Energy storage

What is energy storage?

Both solar and wind turbines can be described as intermittent energy sources. Yes they are renewable (which means they are clean sources of power) but if the sun doesn’t shine or the wind doesn’t blow then unfortunately no energy is produced. Battery storage is a means of storing the electrical energy for use at a later time or date as and when it is needed.

With battery storage, electrical energy is stored as chemical energy so that it can be used at a later point. The benefits of this are twofold:

  • On a national level, battery storage systems will help with managing electricity demand.
  • On a personal level, those who install the systems could save money on their bills.

These systems have been around for a few years, and until recently have been used mainly by those with home renewables. While generating your own solar electricity has many benefits, there has always been one thing missing: the ability to use it 24 hours per day. Clearly, solar PV only produces electricity when the sun is shining. Until battery storage came along, there was no way to store your electricity, so it got sent to the National Grid. The new technology maximises the amount of money you can save, by allowing you to use as much of your own (free) energy as possible and minimising your reliance on exporting it from the Grid.

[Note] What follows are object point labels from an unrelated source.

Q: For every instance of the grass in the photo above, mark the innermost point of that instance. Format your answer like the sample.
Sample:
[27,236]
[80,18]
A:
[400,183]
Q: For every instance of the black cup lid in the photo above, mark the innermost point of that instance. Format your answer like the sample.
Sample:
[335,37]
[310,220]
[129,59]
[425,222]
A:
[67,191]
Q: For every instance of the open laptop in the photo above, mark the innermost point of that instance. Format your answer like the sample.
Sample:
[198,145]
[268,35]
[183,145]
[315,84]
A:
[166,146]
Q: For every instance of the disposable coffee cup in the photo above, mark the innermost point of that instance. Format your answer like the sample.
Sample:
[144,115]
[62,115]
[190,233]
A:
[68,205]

A new market is now opening up following the introduction of time of use tariffs in the UK. These open the door for charging batteries at cheap times of the day and using the electricity later, during peak times when electricity from the Grid is more expensive.

As technology improves and battery storage systems start to be manufactured on a bigger scale, the price will drop and they will be available to more people.

Types of battery

You have 3 choices at the moment when installing a battery storage system for your home:

  • Lead acid battery

This is the cheapest type of battery, but they need more maintenance than other types, are limited on the number of charging cycles they can handle before they need replacing.

  • Lithium ion battery

These are the current favourites used by leading battery manufacturers including Tesla. They are marginally more expensive than lead acid batteries but can be charged and discharged far more, meaning they last longer. They are also maintenance-free and take up less space.

  • Flow battery

This type of battery is still in development, and could be the future of battery storage. Theoretically, flow batteries can be charged and discharged an infinite number of times. But they are expensive – about twice the price of lithium ion batteries -and they take up a lot of space because they normally require ancillary equipment such as pumps, sensors, control units and secondary containment vessels.

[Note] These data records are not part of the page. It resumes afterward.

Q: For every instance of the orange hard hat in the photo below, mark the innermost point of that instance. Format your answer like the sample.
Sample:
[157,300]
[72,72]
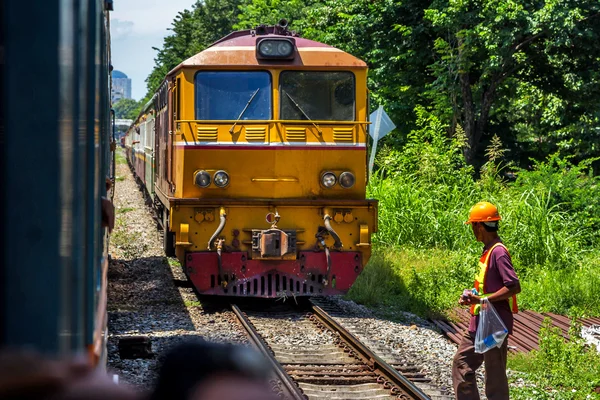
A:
[483,212]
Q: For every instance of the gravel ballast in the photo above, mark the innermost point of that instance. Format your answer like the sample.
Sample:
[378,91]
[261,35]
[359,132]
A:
[148,293]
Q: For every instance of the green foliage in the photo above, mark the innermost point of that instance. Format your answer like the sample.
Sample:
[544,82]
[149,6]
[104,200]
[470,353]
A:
[193,31]
[127,108]
[425,191]
[570,368]
[270,12]
[423,282]
[571,187]
[528,72]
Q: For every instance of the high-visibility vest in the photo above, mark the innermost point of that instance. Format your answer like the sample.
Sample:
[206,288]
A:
[480,282]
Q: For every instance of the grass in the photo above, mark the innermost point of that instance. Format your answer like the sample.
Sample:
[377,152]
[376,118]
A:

What is a solar battery management system?

Alongside your battery, you will need a battery management system. A BMS keeps track of the workings of your battery storage system – such as temperature, voltages and currents – and charges it at the times dictated by you. You will use your electricity differently on weekdays and weekends, and a BMS can manage this for you.

Which solar battery storage system should I buy?

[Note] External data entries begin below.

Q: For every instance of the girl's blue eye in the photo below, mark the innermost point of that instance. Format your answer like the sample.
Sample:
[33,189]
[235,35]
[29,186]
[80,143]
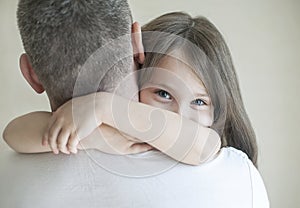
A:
[164,94]
[198,102]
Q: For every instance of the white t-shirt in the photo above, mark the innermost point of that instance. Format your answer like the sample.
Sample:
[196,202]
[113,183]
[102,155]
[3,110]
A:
[150,179]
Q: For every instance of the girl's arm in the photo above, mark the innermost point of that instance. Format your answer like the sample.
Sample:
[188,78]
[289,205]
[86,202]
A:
[24,135]
[176,136]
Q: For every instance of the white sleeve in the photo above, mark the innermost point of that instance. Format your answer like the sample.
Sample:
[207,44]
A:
[259,193]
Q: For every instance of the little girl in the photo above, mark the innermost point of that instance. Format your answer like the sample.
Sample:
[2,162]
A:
[205,91]
[187,70]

The number of battery storage systems on the market is increasing by the day. They vary a lot, and it is really worth doing your research to find the best match for you. The bigger the system, the more expensive it will be, so there’s no point buying one that you’re never going to charge fully.

Get an expert to help you set up your system – you’ll need a bit of forward-planning to ensure you are making the most of it.

Can I go off-grid with a battery storage system?

It’s theoretically possible, but you’d need a massive battery system and pretty huge amounts of energy generation. You’d also have to be very organised about when you used the batteries. If you have solar PV, for instance, there could easily be a few days in a row with little sunshine, and you might use up your battery stores and be left with a deficit.

With battery storage, you can definitely use a lot of your own energy, but for most people it will probably be a supplementary/back-up system for renewables, rather than their only energy source.